A large 1 GB FAT16 partition is somewhat wasteful due to cluster size
being 16 kb, IIRC. For my use, a lot of stuff is backup .ZIP files,
hence data that is secondary and not actively used. So it's probably
better to use two smaller FAT16 partitions (8 kb clusters?), each
roughly 500 MB or smaller. (With a lot of files, wasting 16 kb for a
simple 100-byte file is ridiculous and adds up.)

In particular, if you say it takes 30 secs., I would blindly hope a
partition half that size would take only half as long to calculate.

I have some very small and simple ASM code that calculates free space
(8086, int 21h 36h) and another (386, FAT32 with LFNs, int 21h 7303h).
Feel free to ask for it (public domain).

But you're saying it's not the slow DIV instruction (to get decimal
output) holding things up.

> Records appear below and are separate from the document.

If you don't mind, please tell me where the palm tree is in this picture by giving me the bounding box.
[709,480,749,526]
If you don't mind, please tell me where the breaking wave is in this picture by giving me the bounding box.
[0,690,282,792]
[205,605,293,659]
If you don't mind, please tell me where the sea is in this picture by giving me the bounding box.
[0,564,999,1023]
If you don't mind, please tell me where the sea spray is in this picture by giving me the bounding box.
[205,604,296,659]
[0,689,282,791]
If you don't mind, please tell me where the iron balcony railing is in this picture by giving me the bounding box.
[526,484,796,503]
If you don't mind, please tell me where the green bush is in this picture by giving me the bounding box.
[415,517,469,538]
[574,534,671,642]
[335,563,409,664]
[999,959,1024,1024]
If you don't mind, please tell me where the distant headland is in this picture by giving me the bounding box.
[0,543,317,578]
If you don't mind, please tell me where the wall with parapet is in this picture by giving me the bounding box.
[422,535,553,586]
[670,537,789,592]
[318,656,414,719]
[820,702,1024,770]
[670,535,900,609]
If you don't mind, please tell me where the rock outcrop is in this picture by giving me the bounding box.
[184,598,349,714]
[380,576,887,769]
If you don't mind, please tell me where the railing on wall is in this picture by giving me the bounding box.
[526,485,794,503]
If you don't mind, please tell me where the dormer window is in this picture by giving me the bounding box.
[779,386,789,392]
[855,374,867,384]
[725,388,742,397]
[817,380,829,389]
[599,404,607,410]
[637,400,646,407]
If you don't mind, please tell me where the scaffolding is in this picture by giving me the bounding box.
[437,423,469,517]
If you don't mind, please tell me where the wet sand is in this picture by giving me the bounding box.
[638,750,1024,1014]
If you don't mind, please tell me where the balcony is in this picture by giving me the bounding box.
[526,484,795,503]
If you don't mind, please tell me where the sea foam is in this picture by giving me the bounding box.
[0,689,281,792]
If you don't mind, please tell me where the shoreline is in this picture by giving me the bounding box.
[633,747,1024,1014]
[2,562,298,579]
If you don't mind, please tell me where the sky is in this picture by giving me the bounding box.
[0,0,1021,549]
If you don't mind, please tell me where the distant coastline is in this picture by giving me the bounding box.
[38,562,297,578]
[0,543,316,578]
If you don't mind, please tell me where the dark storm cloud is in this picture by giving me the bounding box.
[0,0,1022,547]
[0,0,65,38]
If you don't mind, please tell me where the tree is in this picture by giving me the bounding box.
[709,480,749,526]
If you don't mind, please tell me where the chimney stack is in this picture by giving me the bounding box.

If that were the holdup, you could just
output hexadecimal (no slow DIV needed).

> That's something in the design of DOS/FAT.
> When the machine boots, it doesn't know the amount of free clusters on the 
> disk.
>
> When asked about free disk space, it has to read the entire FAT and count the 
> number of unused clusters.
> And it does so one sector of FAT data after he next sector. that's no problem 
> on a FAT16 drive with at most
> 256 sectors in the FAT, but can be a problem for large FAT32 drives.
>
> After this first time, DOS remembers the number of free clusters and keeps 
> track of them over
> creat, write, delete operation so it is much faster.

Doesn't FAT32 already keep the amount of free space stored somewhere?
No slow calculation at bootup needed.